My post may appear to have nothing to do with being able to write a book, but guess again.  Where do you think I get my ideas and vivid details for the type of books I write?

My attention is split these days between the computer to blog and work on a book and the transformation outside from winter to spring. Sweet smelling purple and white hyacinths are in bloom in one of my flower beds. On a trip through a couple towns yesterday, I saw other flowers, but in the country, the temperature is cooler. We are not protected from the cold winds so country flowers take longer to come up and bloom. I just keep telling myself that my turn is coming to admire my flower beds.

Now we have most of the baby lambs and goats born and frolicking around the barn yard. City relatives want to see the newborn. A great nephew thought we ran a petting zoo. I gave him a bottle of milk to offer a lamb. The lamb came at him with such gusto it was all the little fellow could do to hang on to the bottle. After the bottle went empty, the nephew made a lap around the barn yard, chasing the sheep. They managed to stay ahead of him and not knowing his intention decided to hide in the barn until he left. I put a milk goat in the stanchion and offered to let him milk, but he took one look at what I had in mind for him to do and yelled, "Gross." After that he stayed fairly close to his father. He’s only five years old. The rabbit tour was more up his alley. They watched him from the safety of their cages, and he eyed them back.

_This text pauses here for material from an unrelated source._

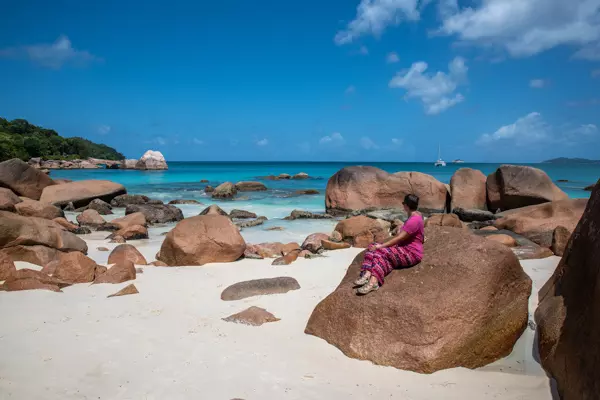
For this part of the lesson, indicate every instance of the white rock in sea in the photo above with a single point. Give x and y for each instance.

That same day, a 36 year old nephew, a new relative by marriage, who wants to experience all he can about farm life came to visit. He is always eager to learn something new when he comes to visit. First, I had to dig out two new nipples so that I had enough bottles to go around to feed the lambs. Nephew was going to help me put the new nipples on the bottle. The hard new rubber nipples refused to stretch over the pop bottles. It took us half an hour to get the job done. Finally, my husband pulled his pliers out of his side holster, grabbed the tab at the bottom and stretched the nipples over the opening. Where was he thirty minutes before? Of course, the nephew thought I gave him trick nipples to use just to see him struggle. The next morning the new nipples went on the bottles as easy as the older nipples because they had been stretched. I haven’t told Nephew this yet.

He helped our five year old great nephew bottle feed lambs, but he wanted to try more of a challenge. For a year now, he has been asking me if he could milk a goat. I handed him the bucket and pointed to the goat in the stanchion. My instruction was to milk fast while she ate her feed, because when she finished eating, she lays down. The nanny is pretty smart that way. This is her statement. She gets fed, or she don’t give milk.

Nephew worked gingerly at something he’d never done before. I finally told him to turn loose of the bucket and use both hands. After getting half a cup of milk in the bottom of bucket, he told me to show him how I do it. As he got down close to watch, I pulled the trick that has been handed down through most families of farmers when they milked their cows. I missed the bucket and sprayed him. My aim was good. I splattered the back of his hand, thinking to not mess up his city clothes. He wiped his hand on his slack legs like a true county man. Unaware that I missed the bucket on purpose and this nephew being the teaser he is, he isn’t going to let me forget my bad aim for awhile. Not that a trick or two is going to stop him from coming back for more lessons. He loves being on the sidelines of what we do here. I know how he feels. It was bred into me from my ancestors to want this country life and to appreciate it.